If supplying an R matrix, it must consist of only 0's or 1's. The haplotypes should be stored in columns, with variants in rows. That is, the dimensions should be:

(num rows)x(num cols) = (num variants)x(num haplotypes).

It is fine to delete this matrix from R after calling CacheHaplotypes().

HDF5 format

For HDF5 files, kalis expects a 2-dimensional object named haps at the root level of the HDF5 file. Haplotypes should be stored in the slowest changing dimension as defined in the HDF5 specification (note that different languages treat this as rows or columns). If the haplotypes are stored in the other dimension then simply set the argument transpose = TRUE. If the user is unsure of the convention of the language they used to create the HDF5 file, then the simplest approach is to simply load the data specifying only the HDF5 file name and then confirm that number of haplotypes and their length have not been exchanged in the diagnostic output which kalis prints.

References

Aslett, L.J.M. and Christ, R.R. (2024) "kalis: a modern implementation of the Li & Stephens model for local ancestry inference in R", BMC Bioinformatics, 25(1).

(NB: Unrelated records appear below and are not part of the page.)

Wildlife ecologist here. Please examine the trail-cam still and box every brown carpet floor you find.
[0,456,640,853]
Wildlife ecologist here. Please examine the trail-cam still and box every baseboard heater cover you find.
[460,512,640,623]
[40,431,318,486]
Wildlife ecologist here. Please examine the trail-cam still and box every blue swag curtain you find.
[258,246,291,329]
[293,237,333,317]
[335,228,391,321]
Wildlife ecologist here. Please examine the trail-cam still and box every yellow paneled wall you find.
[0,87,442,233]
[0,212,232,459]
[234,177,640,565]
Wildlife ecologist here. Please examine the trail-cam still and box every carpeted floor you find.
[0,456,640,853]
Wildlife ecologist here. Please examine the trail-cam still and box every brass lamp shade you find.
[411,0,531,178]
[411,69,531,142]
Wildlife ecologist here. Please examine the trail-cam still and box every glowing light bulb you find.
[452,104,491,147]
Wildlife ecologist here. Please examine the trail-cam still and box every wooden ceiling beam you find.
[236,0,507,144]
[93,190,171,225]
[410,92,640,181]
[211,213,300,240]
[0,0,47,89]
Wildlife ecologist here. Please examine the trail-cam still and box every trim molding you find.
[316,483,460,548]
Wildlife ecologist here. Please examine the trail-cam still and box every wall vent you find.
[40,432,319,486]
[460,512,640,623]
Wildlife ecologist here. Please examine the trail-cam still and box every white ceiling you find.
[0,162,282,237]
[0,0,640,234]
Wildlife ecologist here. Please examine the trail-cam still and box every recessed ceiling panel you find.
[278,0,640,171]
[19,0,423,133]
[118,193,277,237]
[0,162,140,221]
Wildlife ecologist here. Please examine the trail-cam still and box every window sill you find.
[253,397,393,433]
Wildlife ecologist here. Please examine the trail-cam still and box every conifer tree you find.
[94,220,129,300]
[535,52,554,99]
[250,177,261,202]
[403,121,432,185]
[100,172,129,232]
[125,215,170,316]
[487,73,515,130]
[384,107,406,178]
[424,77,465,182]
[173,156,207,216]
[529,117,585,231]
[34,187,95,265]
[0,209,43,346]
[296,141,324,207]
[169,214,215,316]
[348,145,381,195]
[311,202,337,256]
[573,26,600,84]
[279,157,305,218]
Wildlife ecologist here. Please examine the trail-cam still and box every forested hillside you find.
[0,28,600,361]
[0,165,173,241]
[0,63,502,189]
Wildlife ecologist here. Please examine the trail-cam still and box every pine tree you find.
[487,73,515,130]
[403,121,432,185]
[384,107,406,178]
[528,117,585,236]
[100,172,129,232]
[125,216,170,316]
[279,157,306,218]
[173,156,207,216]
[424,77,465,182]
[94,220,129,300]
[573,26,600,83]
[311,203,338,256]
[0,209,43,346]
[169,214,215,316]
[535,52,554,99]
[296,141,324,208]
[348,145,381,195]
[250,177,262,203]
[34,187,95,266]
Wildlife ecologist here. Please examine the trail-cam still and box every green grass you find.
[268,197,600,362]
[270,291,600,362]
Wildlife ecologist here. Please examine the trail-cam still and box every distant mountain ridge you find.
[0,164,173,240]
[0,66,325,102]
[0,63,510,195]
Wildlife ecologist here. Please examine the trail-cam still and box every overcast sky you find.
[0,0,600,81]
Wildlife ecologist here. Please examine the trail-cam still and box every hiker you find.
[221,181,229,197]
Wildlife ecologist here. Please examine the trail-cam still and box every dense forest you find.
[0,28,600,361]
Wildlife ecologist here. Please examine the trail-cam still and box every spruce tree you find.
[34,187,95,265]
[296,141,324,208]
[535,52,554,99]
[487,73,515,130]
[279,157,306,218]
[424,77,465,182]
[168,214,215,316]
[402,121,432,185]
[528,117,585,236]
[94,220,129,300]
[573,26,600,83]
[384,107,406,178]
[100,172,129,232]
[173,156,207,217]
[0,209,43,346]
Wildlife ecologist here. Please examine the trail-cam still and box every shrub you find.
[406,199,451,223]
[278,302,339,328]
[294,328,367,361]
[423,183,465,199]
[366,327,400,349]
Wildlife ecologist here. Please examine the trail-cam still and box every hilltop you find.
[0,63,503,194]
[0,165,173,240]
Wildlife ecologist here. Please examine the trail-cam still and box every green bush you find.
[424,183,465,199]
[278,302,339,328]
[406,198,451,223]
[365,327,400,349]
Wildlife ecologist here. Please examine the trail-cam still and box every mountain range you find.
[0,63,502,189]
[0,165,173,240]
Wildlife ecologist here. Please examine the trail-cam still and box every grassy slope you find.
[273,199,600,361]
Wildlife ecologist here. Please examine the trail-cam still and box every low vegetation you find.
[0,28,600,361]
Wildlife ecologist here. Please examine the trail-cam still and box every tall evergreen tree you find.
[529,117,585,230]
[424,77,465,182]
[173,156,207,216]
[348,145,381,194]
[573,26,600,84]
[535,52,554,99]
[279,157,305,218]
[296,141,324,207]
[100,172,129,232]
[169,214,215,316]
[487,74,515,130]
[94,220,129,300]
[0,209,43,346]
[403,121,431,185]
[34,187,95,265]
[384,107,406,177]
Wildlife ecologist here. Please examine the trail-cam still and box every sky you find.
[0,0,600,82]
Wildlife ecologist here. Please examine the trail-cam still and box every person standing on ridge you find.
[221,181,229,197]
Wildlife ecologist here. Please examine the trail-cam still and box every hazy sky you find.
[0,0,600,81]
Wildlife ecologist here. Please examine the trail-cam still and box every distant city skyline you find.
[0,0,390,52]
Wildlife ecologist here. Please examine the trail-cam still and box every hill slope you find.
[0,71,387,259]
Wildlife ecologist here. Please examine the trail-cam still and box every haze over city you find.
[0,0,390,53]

Available at: doi:10.1186/s12859-024-05688-8 .

Examples

if (FALSE) { # \dontrun{
# If starting from a VCF/BCF first use bcftools to convert to
# HAP/SAMPLE/LEGEND format (bcftools can take in several starting formats)
# See http://samtools.github.io/bcftools/bcftools.html#convert
system("bcftools convert -h my.vcf.gz")
CacheHaplotypes("my.hap.gz")
CacheSummary()
} # }

# If starting directly from a hap.gz file on disk (HAP/LEGEND/SAMPLE format)
if (FALSE) { # \dontrun{
CacheHaplotypes("my.hap.gz")
} # }
# For example, to load the mini example built into the package:
CacheHaplotypes(system.file("small_example/small.hap.gz", package = "kalis"))
#> Warning: haplotypes already cached ... overwriting existing cache.
CacheSummary()
#> Cache currently loaded with 300 haplotypes, each with 400 variants. 
#>   Memory consumed: 16 kB. 


# If starting from an HDF5 file on disk
if (FALSE) { # \dontrun{
CacheHaplotypes("my.h5")
} # }
# For example, to load the mini example built into the package:
CacheHaplotypes(system.file("small_example/small.h5", package = "kalis"))
#> Warning: haplotypes already cached ... overwriting existing cache.
CacheSummary()
#> Cache currently loaded with 300 haplotypes, each with 400 variants. 
#>   Memory consumed: 16 kB. 


# If CacheSummary() indicates that the numbers of haplotypes and variants are
# the wrong way around, reload with argument transpose set to TRUE
if (FALSE) { # \dontrun{
CacheHaplotypes("myhaps.h5", transpose = TRUE)
CacheSummary()
} # }


# Alternatively, if you have an exotic file format that can be loaded in to R
# by other means, then a binary matrix can be supplied.  This example
# randomly simulates a binary matrix to illustrate.
n.haps <- 100
n.vars <- 200
haps <- matrix(sample(0:1, n.haps*n.vars, replace = TRUE),
               nrow = n.vars, ncol = n.haps)
CacheHaplotypes(haps)
#> Warning: haplotypes already cached ... overwriting existing cache.
# For example, to load the mini example built into the package:
data("SmallHaps")
CacheHaplotypes(SmallHaps)
#> Warning: haplotypes already cached ... overwriting existing cache.